According to a statement issued by Foreign Office, the decision has, once again, failed to uphold the demands of justice. As the United Nations recently noted that Indian Supreme Court’s response to human rights petitions in the context of Indian Occupied Jammu & Kashmir was slow, this decision points out that when it acts, it is unable to protect the interests of India’s minorities.

It further said this decision has shredded the veneer of so-called secularism of India by making clear that minorities in India are no longer safe; they have to fear for their beliefs and for their places of worship. A process of re-writing history is underway in India in order to recast it in the image of a ‘Hindu Rashtra’ in pursuance of the Hindutva ideology.
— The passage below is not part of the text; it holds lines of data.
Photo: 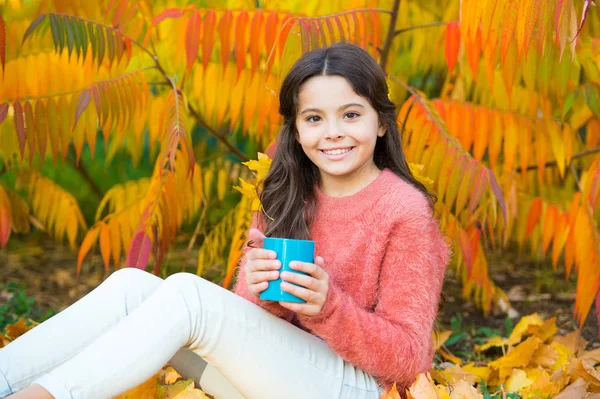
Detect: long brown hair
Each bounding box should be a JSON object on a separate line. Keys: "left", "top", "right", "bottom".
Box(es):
{"left": 260, "top": 42, "right": 435, "bottom": 239}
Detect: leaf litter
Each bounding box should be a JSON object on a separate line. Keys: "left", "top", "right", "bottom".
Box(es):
{"left": 2, "top": 312, "right": 600, "bottom": 398}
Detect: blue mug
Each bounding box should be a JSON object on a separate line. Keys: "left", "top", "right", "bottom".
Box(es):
{"left": 259, "top": 237, "right": 315, "bottom": 303}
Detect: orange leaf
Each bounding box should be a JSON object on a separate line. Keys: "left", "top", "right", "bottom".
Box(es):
{"left": 0, "top": 203, "right": 10, "bottom": 249}
{"left": 500, "top": 0, "right": 518, "bottom": 65}
{"left": 445, "top": 21, "right": 460, "bottom": 73}
{"left": 525, "top": 197, "right": 543, "bottom": 239}
{"left": 13, "top": 100, "right": 26, "bottom": 159}
{"left": 542, "top": 205, "right": 557, "bottom": 258}
{"left": 99, "top": 221, "right": 111, "bottom": 271}
{"left": 234, "top": 10, "right": 249, "bottom": 79}
{"left": 34, "top": 99, "right": 48, "bottom": 162}
{"left": 219, "top": 10, "right": 233, "bottom": 71}
{"left": 109, "top": 217, "right": 121, "bottom": 269}
{"left": 0, "top": 14, "right": 5, "bottom": 76}
{"left": 249, "top": 11, "right": 264, "bottom": 76}
{"left": 202, "top": 10, "right": 216, "bottom": 71}
{"left": 77, "top": 224, "right": 101, "bottom": 275}
{"left": 5, "top": 318, "right": 32, "bottom": 340}
{"left": 264, "top": 11, "right": 279, "bottom": 76}
{"left": 185, "top": 11, "right": 201, "bottom": 74}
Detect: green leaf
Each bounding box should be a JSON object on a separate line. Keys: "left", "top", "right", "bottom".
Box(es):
{"left": 64, "top": 16, "right": 75, "bottom": 58}
{"left": 71, "top": 16, "right": 81, "bottom": 60}
{"left": 48, "top": 14, "right": 60, "bottom": 52}
{"left": 87, "top": 22, "right": 96, "bottom": 63}
{"left": 584, "top": 83, "right": 600, "bottom": 118}
{"left": 106, "top": 30, "right": 115, "bottom": 66}
{"left": 22, "top": 14, "right": 46, "bottom": 45}
{"left": 77, "top": 18, "right": 88, "bottom": 60}
{"left": 562, "top": 90, "right": 577, "bottom": 121}
{"left": 96, "top": 24, "right": 105, "bottom": 67}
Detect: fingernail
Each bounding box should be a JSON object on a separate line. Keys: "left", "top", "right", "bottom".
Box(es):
{"left": 274, "top": 260, "right": 281, "bottom": 269}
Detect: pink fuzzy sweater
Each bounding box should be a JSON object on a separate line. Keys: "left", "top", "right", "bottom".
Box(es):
{"left": 233, "top": 168, "right": 450, "bottom": 392}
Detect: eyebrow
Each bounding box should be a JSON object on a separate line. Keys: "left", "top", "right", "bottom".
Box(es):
{"left": 299, "top": 103, "right": 365, "bottom": 115}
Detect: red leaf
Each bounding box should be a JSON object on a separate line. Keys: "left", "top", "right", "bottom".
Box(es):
{"left": 0, "top": 205, "right": 10, "bottom": 249}
{"left": 0, "top": 14, "right": 5, "bottom": 76}
{"left": 299, "top": 19, "right": 310, "bottom": 54}
{"left": 126, "top": 231, "right": 152, "bottom": 270}
{"left": 73, "top": 88, "right": 91, "bottom": 130}
{"left": 468, "top": 166, "right": 488, "bottom": 214}
{"left": 445, "top": 21, "right": 460, "bottom": 72}
{"left": 185, "top": 11, "right": 202, "bottom": 73}
{"left": 152, "top": 8, "right": 185, "bottom": 26}
{"left": 0, "top": 103, "right": 8, "bottom": 124}
{"left": 13, "top": 100, "right": 26, "bottom": 159}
It is also fast affecting India’s major institutions.

Foreign Office said the rising tide of extremist ideology in India, based on the belief of Hindu supremacy and exclusion, is a threat to regional peace and stability.

The Indian government should ensure the protection of Muslims, their lives, rights and properties and avoid being yet again a silent spectator of Muslims becoming the victims of Hindu extremists and zealots.

The international community, the United Nations and other human rights organizations in particular should play their role by restraining India from its pursuit of an extremist ideology and to ensure equal rights and protection of the minorities in India.

India’s Supreme Court (SC) has on Saturday announced verdict in favor of Ram Mandir and directed to allot a separate land of five-acre to Muslims for mosque while pronouncing its judgment in the Ayodhya Ram Janmabhoomi-Babri Masjid title suit.

The verdict was announced by an SC constitution bench headed by Chief Justice Ranjan Gogoi. As per the ruling, a temple will be constructed on the disputed site in Ayodhya while Muslims will be given an alternate land within the city. The verdict was unanimous.

The decision has sent shudders through many in the 200-million-strong Muslim minority who fear that the Bharatiya Janata Party (BJP) is bent on turning India into a purely Hindu nation.

The ruling over the holy site had been contested for centuries by Hindus and Muslims, which in 1992 sparked some of the deadliest sectarian violence since independence.